I spent months anticipating what life in Israel might be like and I never quite knew what to expect. Prior to joining my 5-month Israel Way program, I had never set foot here. But, I have friends who have been on birthright. Thanks to them, I have heard that Israel is, “like, the most beautiful country ever.”
Putting that statement to the test, Israel-Way Oranim has taken my volunteer group just about everywhere. We've seen each corner of Israel's borders, 1 pretty big mountain, a small river, an enormous desert and a number of breathtaking views. In doing so, we've been able to soak in a vast amount of Israel's civic and geological beauty. As it turns out, most of those birthright proclamations are true. But the real beauty of our program is that it affords us is the opportunity to immerse ourselves into our surroundings and glance, if only a bit deeper, into Israel.
My life here is centered in the city of Ashdod, where I teach English in a local elementary school. In my school, I work with students in small groups of 1-4, from the ages of 7 to 12. In addition to that, I spend one day a week volunteering in a center for disabled children. But, sharing and learning are probably much better words to describe what I have been doing here. Looking back, the most meaningful moments, have been more about the kids I work with than anything else. In particular, a girl named Hila has left me with a memory I am not likely to soon forget.
When I met her a few weeks ago, Hila only knew the first three letters of the alphabet. During our first lesson, I did not know how far she was behind her classmates, who are appropriately reading at a third grade level. Needless to say, it took me quite a bit of time to realize this, as Hila and I do not speak the same language. Since that ever-important moment of clarity, we have been making our way toward Z, two letters at a time.
We have also developed a way of communicating surprisingly complex thoughts to each other without sharing much more than 150 words in common. Smiles, facial expressions, tone, body language and an intense amount of charades has more than made up for the language barrier. We can change tasks, explain meanings and share laughs. Hila has been amazing to watch and work with. She gets immensely frustrated when she doesn't understand something or we go too fast, often to the point of giving up. But, when things go at the right pace, she works harder than any student I have had. She will l stare letters down for over half a minute and 15 tries before giving up. And, when she has the chance to learn, little else is on her mind, even when she would rather not be there.
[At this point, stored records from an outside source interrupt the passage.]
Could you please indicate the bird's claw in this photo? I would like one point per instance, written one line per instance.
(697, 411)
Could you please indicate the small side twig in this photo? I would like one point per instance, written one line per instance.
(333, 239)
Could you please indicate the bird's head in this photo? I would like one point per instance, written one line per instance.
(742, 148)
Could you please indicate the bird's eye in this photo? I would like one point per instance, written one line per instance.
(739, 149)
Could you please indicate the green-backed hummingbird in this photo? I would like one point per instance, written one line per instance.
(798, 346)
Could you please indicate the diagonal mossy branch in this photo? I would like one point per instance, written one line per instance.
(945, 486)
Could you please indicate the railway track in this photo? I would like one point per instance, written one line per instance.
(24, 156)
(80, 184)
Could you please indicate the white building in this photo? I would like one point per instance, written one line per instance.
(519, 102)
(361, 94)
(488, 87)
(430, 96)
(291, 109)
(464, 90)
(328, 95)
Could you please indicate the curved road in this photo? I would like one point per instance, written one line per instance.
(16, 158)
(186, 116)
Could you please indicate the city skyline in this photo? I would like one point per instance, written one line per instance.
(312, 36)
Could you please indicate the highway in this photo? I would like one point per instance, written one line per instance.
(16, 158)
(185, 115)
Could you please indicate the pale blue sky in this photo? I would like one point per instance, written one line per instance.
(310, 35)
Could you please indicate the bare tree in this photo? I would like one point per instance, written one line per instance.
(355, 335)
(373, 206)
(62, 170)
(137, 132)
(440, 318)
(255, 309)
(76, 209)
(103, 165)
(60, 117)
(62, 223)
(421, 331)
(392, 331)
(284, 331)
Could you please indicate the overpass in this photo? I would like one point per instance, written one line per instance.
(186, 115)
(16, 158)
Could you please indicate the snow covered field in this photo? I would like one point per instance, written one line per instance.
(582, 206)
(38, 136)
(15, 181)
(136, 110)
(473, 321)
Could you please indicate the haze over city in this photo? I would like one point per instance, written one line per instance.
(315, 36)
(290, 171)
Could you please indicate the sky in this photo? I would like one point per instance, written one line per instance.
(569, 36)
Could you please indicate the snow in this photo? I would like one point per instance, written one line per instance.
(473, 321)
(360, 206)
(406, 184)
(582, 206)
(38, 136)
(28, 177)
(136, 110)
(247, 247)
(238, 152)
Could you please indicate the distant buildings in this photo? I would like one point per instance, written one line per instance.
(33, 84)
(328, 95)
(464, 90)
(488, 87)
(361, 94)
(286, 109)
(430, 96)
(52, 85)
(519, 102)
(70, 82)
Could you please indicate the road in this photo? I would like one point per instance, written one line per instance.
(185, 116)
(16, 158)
A few days ago, she was pulled out of recess to come in for an extra lesson. Her conflict over playing and learning led to her to tears. But, she eventually came to class and tried as hard as ever. This past week, she made it all the way from A to M, perfectly. At the end, without any premeditated thought, we simultaneously broke into dance to celebrate. I can only hope that the look on my face let her know just how proud of her I am.
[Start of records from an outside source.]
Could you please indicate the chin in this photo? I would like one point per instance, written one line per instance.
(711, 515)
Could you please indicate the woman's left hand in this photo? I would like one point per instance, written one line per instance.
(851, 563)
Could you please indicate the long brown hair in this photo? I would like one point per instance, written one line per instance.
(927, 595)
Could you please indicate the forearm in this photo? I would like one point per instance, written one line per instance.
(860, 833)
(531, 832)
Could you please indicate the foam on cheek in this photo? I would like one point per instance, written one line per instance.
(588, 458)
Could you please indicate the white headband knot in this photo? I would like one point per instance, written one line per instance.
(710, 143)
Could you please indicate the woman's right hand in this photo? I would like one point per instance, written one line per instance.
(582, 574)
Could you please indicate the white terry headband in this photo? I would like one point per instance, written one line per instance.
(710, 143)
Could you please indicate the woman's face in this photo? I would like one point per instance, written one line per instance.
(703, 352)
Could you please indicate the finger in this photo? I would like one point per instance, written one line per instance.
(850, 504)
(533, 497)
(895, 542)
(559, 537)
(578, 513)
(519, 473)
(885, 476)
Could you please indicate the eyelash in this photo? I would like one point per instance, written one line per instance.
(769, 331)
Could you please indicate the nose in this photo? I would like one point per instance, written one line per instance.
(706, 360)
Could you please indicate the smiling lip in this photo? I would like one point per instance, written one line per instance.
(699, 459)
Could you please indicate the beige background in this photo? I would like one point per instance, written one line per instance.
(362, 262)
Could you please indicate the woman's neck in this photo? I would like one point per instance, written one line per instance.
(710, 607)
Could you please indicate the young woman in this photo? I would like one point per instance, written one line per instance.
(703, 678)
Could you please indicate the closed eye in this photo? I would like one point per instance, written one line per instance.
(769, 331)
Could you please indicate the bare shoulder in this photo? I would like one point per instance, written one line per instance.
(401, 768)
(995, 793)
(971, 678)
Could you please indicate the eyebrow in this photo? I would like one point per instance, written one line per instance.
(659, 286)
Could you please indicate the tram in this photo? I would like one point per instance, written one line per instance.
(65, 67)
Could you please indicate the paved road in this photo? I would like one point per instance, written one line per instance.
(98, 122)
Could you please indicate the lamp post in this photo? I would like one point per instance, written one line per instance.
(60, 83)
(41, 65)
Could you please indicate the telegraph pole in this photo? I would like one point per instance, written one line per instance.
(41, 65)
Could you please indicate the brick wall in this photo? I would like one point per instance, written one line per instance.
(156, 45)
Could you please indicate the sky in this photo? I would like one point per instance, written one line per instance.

Of course, there is more to my life here than volunteering. I only work 4 days a week, and I use my remaining free time to become more acquainted with Ashdod and explore the rest of Israel. While in Ashdod, I have enjoyed a gorgeous beach; a clean, safe city; a short commute to Jerusalem; an even shorter commute to Tel Aviv and; a host family I would not trade for anything. So far, I have met people from 6 continents, taught students from 11 different countries and discovered countless different meanings to the words “Jewish” and “Israeli.”
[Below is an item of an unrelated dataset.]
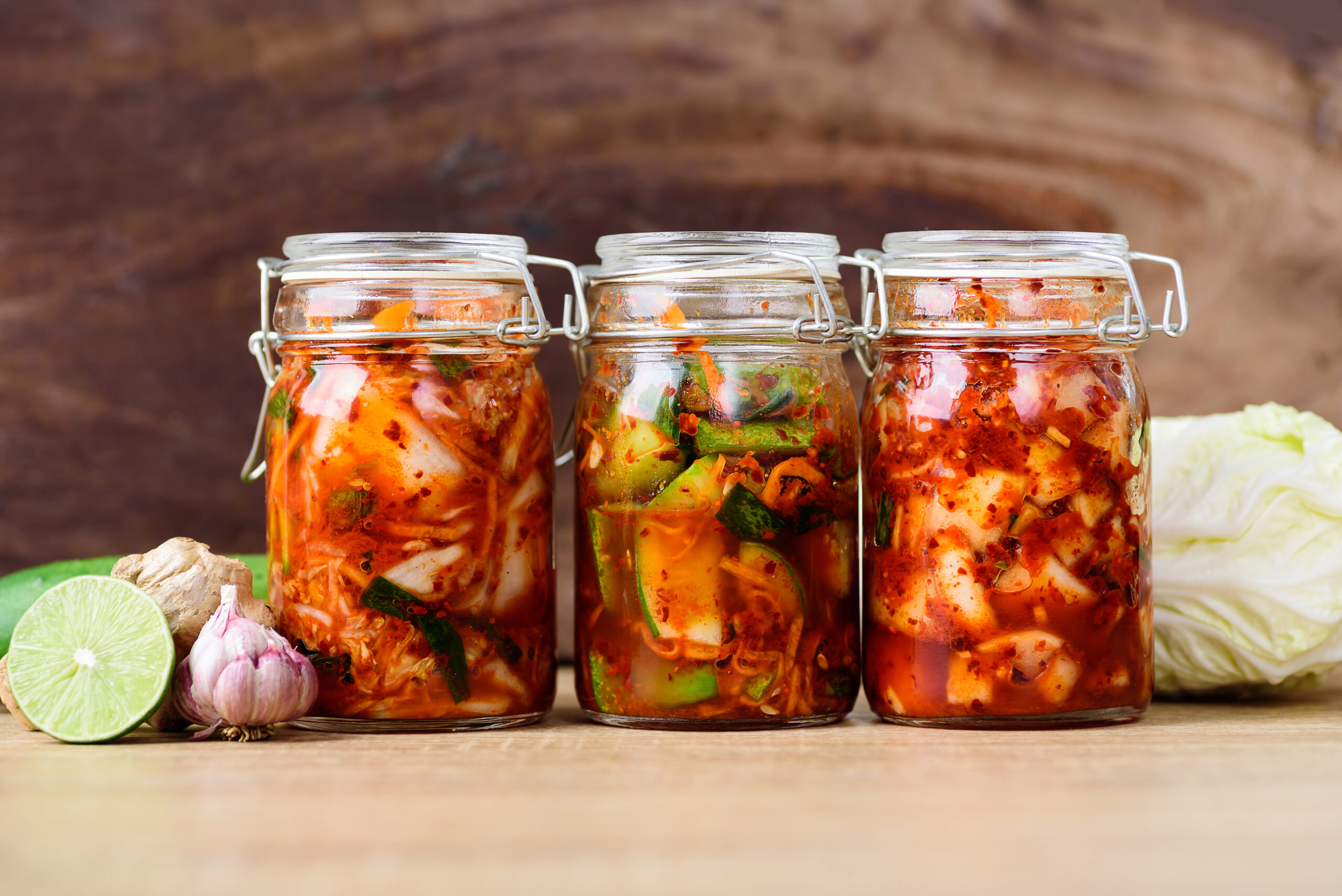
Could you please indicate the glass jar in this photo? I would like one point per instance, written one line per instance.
(408, 478)
(717, 484)
(1007, 481)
What has struck me most about Israel is the untenable reality it faces in consolidating its several, often conflicting parts, into a coherent identity and purpose. Walking through the streets of Jerusalem during Pesach is hardly any different than walking through streets of Manhattan. And yet, despite all their diversity, political leanings and varying degrees of religiosity, it seems nearly every Jewish person in Israel is able to come together and, for however long, feel at home. For now, so do I.